A guide to new laws addressing racial discrimination and civil rights inequities, sponsored by members of the California Legislative Black Caucus and stemming from the findings of the California Reparations Report

Bill Summary and Finding Legislative History

AB-2906 Foster care payments.

AB-2906 was introduced in February 2024 by Assemblymember Isaac Bryan (D-Los Angeles) and signed into law on September 26, 2024 as 2024 Cal. Stat. ch. 623. The act repeals and amends Sections 13753, 13754, and 13757 of, and repeals and adds Section 13756 of, the Cal. Welfare and Institutions Code, relating to foster care. You can find the bill text, bill analysis, and other documents relating to this law's legislative history on the California legislature's website

See our California legislative history guide for information on how these documents all work together as persuasive legal authority in determining the intent behind the law as well as clarifying significant additions or deletions as the bill moved through the legislature.

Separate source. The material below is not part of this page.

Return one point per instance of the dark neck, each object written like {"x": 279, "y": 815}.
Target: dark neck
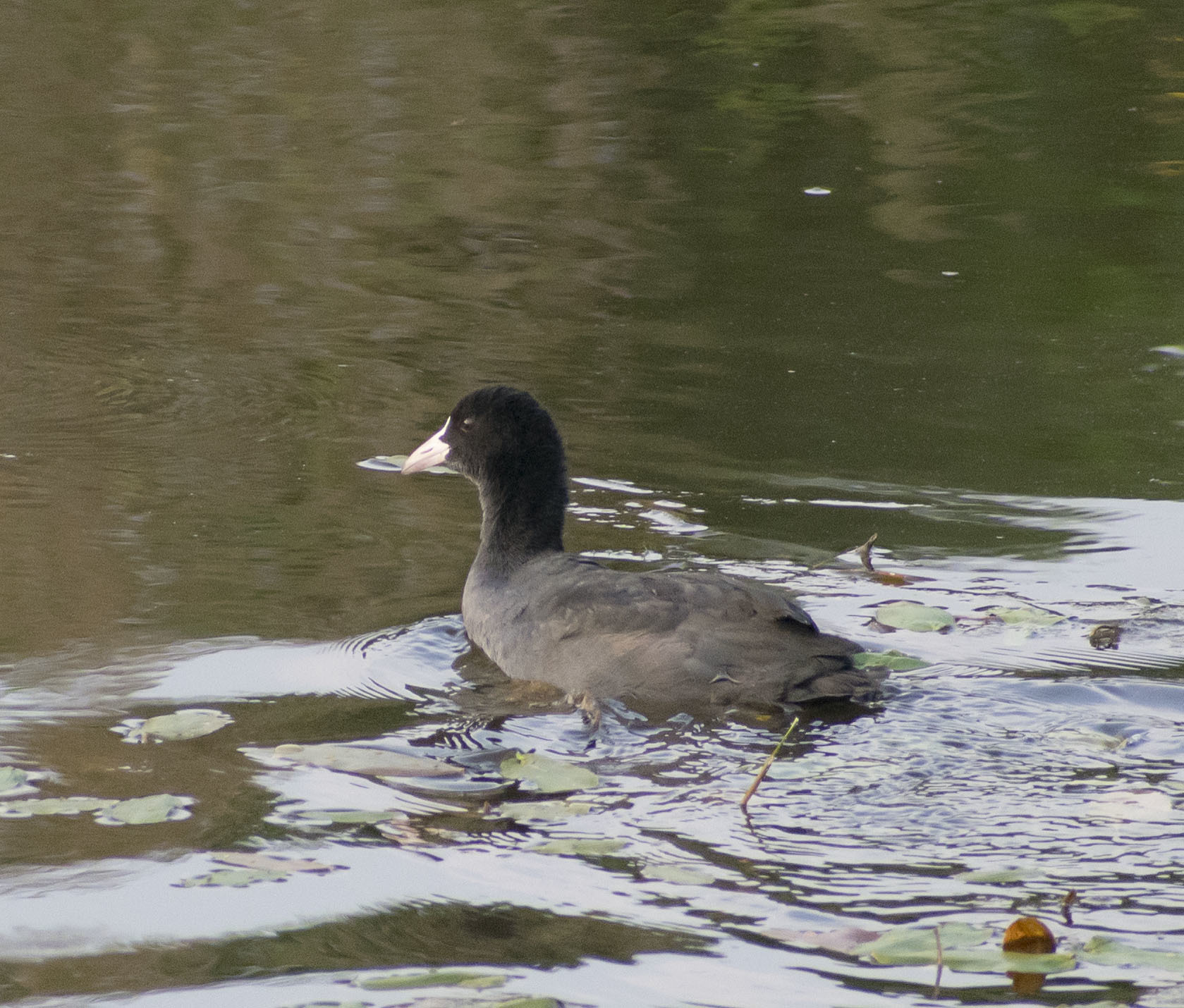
{"x": 521, "y": 521}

AB-2906 Bill Summary (via Legislative Counsel's Digest)

Existing law provides for the out-of-home placement, including foster care placement, of children who are unable to remain in the custody and care of their parents. Existing law, the federal Social Security Act, provides for benefits for eligible beneficiaries, including survivorship and disability benefits and Supplemental Security Income (SSI) benefits for, among others, blind and disabled children. Existing law requires every youth who is in foster care to be screened by the county for potential eligibility for SSI and requires that screening to occur when the foster youth is at least 16 years of age and not older than 17 years of age.

This bill, among other things, would require a placing agency to act in accordance with specified guidelines and pursuant to certain requirements when acting as the representative payee or in any other fiduciary capacity for a child or youth receive federal Social Security Administration survivors’ benefits, including, among other requirements, ensuring that the child’s federal Social Security Administration survivors’ benefits, as defined, are not used to pay for, or to reimburse, the placing agency for any costs of the child’s care and supervision, as defined. The bill would make these requirements operative January 1, 2025, or 30 days after the department issues the necessary all-county letters and informing materials to county placing agencies, whichever is later. By increasing county duties with respect to foster youth, the bill would impose a state-mandated local program.

 

Existing law requires the State Department of Social Services to convene a workgroup to develop best practice guidelines for county welfare departments to assist eligible children who are in the state’s or a county’s custody in obtaining all federal benefits for which they are eligible. Existing law requires that workgroup to make recommendations to the department, by December 31, 2006, regarding the feasibility and cost-effectiveness of reserving a designated amount of foster children’s social security and SSI/SSP benefits in lieu of reimbursing the county and the state for care and maintenance, and, in making those recommendations, to consider that the reserved benefits would be for the purpose of assisting the foster child in the transfer to self-sufficient living in a manner consistent with federal law.

This bill would repeal the requirement for that workgroup to make the above-described recommendations regarding feasibility and cost-effectiveness. The bill would also delete other obsolete provisions of law.

 

The California Constitution requires the state to reimburse local agencies and school districts for certain costs mandated by the state. Statutory provisions establish procedures for making that reimbursement.

This bill would provide that no reimbursement is required by this act for a specified reason.